The purpose of this study is to evaluate the safety and tolerability of single ascending oral doses of ASP2205 in healthy young male and female subjects. This study will also evaluate the safety and tolerability of multiple ascending oral doses of ASP2205 in healthy young and elderly female subjects.

Condition or Disease Intervention/Treatment Phase
Phase 1

Detailed Description

Part 1 is a single ascending dose investigator-blinded study in healthy young male and female subjects. Six doses of ASP2205 or matching placebo will be given to separate cohorts consisting of 8 subjects each, with 6 subjects receiving ASP2205 and 2 subjects receiving matching placebo. ASP2205 or matching placebo will be given as a single oral dose under fasted conditions.

The effect of a high-calorie high-fat meal (breakfast) on the safety, tolerability and pharmacokinetics of a single oral dose of ASP2205 will be evaluated in a separate cohort of 8 subjects in an open-label manner.

Part 2 is a multiple ascending dose subject- and investigator-blinded study comprising 3 cohorts with each 12 healthy young (aged 25 to 55 years) female subjects and 1 cohort with 12 healthy elderly (aged 65 years or older) female subjects who will receive ASP2205 or matching placebo.

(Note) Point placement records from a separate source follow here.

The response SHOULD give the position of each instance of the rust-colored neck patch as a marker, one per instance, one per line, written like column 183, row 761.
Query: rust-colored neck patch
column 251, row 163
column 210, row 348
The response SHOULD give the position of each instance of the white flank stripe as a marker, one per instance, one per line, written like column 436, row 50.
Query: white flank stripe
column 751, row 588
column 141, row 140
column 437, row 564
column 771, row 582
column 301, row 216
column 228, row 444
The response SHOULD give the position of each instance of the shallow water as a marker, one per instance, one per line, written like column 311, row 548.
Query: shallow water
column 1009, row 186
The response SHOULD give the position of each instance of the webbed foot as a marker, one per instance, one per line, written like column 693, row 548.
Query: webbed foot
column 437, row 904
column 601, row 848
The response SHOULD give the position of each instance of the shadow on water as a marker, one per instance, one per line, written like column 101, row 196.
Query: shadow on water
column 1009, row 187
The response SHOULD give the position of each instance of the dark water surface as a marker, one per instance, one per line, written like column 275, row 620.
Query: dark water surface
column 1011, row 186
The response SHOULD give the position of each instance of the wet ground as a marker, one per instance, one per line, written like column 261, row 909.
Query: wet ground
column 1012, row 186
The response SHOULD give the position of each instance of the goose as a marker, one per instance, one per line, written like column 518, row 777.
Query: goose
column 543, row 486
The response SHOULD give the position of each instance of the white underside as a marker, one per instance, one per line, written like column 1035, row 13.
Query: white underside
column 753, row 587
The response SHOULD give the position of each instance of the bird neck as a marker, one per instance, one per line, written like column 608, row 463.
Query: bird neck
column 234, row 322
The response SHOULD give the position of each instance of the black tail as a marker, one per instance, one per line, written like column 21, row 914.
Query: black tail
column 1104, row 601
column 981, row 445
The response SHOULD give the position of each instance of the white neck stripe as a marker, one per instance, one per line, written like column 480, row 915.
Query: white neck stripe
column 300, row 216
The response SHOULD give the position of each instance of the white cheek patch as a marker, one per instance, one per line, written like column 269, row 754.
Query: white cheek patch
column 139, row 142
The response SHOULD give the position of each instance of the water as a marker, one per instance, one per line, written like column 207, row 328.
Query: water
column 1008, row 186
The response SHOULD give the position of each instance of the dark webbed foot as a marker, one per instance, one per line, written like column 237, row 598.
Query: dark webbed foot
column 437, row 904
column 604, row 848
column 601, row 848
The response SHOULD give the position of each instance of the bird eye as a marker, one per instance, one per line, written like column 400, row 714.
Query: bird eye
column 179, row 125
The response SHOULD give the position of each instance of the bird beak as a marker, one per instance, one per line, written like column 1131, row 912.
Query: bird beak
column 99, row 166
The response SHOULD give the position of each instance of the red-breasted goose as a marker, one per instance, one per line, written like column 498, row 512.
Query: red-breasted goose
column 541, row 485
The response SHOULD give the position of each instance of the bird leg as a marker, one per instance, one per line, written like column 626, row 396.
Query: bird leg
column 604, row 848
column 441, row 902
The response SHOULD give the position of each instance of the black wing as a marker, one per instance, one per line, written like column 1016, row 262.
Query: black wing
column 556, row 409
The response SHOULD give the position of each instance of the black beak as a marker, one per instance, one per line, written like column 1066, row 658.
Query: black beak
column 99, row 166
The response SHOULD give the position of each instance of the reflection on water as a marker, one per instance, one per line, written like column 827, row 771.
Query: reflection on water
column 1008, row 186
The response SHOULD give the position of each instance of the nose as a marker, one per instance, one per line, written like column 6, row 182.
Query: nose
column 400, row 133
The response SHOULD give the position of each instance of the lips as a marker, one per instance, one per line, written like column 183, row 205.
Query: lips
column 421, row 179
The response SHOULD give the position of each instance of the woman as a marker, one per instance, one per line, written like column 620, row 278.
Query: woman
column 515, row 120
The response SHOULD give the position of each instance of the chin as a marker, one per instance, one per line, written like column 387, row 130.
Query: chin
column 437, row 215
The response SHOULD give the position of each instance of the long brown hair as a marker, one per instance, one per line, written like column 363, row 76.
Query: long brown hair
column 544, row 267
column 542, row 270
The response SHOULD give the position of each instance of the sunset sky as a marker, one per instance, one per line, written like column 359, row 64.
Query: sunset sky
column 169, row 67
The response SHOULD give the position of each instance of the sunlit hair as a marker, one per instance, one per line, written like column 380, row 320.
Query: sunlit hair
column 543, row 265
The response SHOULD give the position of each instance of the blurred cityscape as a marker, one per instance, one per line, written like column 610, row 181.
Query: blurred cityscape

Nine subjects in each cohort will be treated with ASP2205 and 3 subjects will be treated with matching placebo (ratio 3:1).

Study Design

Study Type:
Interventional
Actual Enrollment :
93 participants
Allocation:
Randomized
Intervention Model:
Parallel Assignment
Masking:
Double (Participant, Investigator)
Primary Purpose:
Basic Science
Official Title:
A Phase 1 Single and Multiple Ascending Oral Dose Study to Assess the Safety, Tolerability and Pharmacokinetics of ASP2205 in Healthy Young Males and Females and Elderly Females and to Evaluate the Effect of Food on the Pharmacokinetics of a Single Dose of ASP2205
Study Start Date :
Nov 1, 2014
Actual Primary Completion Date :
Oct 1, 2015
Actual Study Completion Date :
Oct 1, 2015

Arms and Interventions

Arm Intervention/Treatment
Experimental: Part 1: Single Ascending Dose ASP2205 (Fasting)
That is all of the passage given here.